My question is , is there a socket interface in Meteor ,so I can message->socket->people? and if can't , how is the performace in the productive envirment as the chatroom example doing(i see it runs slow ...)
With Meteor, you don't have to worry about caching Mongodb queries. Meteor does that for you. Per the docs on data and security:
Every Meteor client includes an in-memory database cache. To manage the client cache, the server publishes sets of JSON documents, and the client subscribes to those sets. As documents in a set change, the server patches each client's cache.
[...]
Once subscribed, the client uses its cache as a fast local database, dramatically simplifying client code. Reads never require a costly round trip to the server. And they're limited to the contents of the cache: a query for every document in a collection on a client will only return documents the server is publishing to that client.
Because Meteor does poll the server every so often to see if the client's cache needs patching, you're probably seeing those polls happening every now and then. But they probably aren't very large requests. Additionally, due to a feature of Meteor called latency compensation, when you update a data source, the client immediately reflects the change without first waiting on the server. This reduces the appearance of performance reduction to the user.

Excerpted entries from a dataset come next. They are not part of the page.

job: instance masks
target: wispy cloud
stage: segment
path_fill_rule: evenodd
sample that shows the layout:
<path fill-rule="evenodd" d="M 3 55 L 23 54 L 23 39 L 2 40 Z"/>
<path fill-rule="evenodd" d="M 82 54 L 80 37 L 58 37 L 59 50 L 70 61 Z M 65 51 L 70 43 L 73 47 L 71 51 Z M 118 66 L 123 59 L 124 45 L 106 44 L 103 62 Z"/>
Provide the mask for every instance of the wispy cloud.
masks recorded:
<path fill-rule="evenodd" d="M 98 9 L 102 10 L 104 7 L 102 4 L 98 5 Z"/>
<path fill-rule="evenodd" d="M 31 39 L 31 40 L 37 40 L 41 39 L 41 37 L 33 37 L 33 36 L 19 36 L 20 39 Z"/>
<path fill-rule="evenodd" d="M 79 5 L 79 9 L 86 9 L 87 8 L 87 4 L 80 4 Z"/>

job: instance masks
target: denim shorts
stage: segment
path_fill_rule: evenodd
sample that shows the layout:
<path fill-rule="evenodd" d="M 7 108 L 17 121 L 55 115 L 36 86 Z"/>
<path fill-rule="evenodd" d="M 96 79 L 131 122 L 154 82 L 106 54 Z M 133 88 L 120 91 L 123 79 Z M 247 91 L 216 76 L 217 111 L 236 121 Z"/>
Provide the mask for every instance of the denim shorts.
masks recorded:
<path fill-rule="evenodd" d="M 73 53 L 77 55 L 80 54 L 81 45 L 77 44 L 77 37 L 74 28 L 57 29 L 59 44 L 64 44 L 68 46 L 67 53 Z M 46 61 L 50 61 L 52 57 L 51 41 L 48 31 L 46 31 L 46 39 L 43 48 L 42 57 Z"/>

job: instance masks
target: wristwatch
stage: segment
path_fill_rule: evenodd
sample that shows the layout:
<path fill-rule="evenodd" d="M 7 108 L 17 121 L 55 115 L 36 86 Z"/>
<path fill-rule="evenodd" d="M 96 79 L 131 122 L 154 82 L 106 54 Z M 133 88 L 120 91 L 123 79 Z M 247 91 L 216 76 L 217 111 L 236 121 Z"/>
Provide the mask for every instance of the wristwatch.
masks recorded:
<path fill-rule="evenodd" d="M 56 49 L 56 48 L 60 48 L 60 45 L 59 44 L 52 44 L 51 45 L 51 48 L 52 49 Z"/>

If you have many documents in mongo, you may also be seeing them all get fetched if you still have the autopublish package enabled. You can fix that by removing it with meteor remove autopublish and write code to only publish the relevant data instead of the entire database.
If you really need to manage caching manually, the docs also go into that:
Sophisticated clients can turn subscriptions on and off to control how much data is kept in the cache and manage network traffic. When a subscription is turned off, all its documents are removed from the cache unless the same document is also provided by another active subscription.
Additional performance improvements to Meteor are currently being worked on, including a DDP-level proxy to support "very large number of clients". You can see more detail on this at the Meteor roadmap.
If you stumble upon this question not because of a lack of understanding of meteor's minimongo and are instead interested in how to cache subscriptions after they are no longer needed for the moment (but they maybe in the future and don't want to keep their extra DDP overhead on client server) there are two package options:
https://github.com/ccorcos/meteor-subs-cache
https://github.com/kadirahq/subs-manager
I was creating a mobile app and cache of database was not working hence I used GroundDB package of meteor https://github.com/raix/Meteor-GroundDB now the database is always in local whenever I restart the app,
Also you need to look in appcache package of meteor to cache the entire app locally.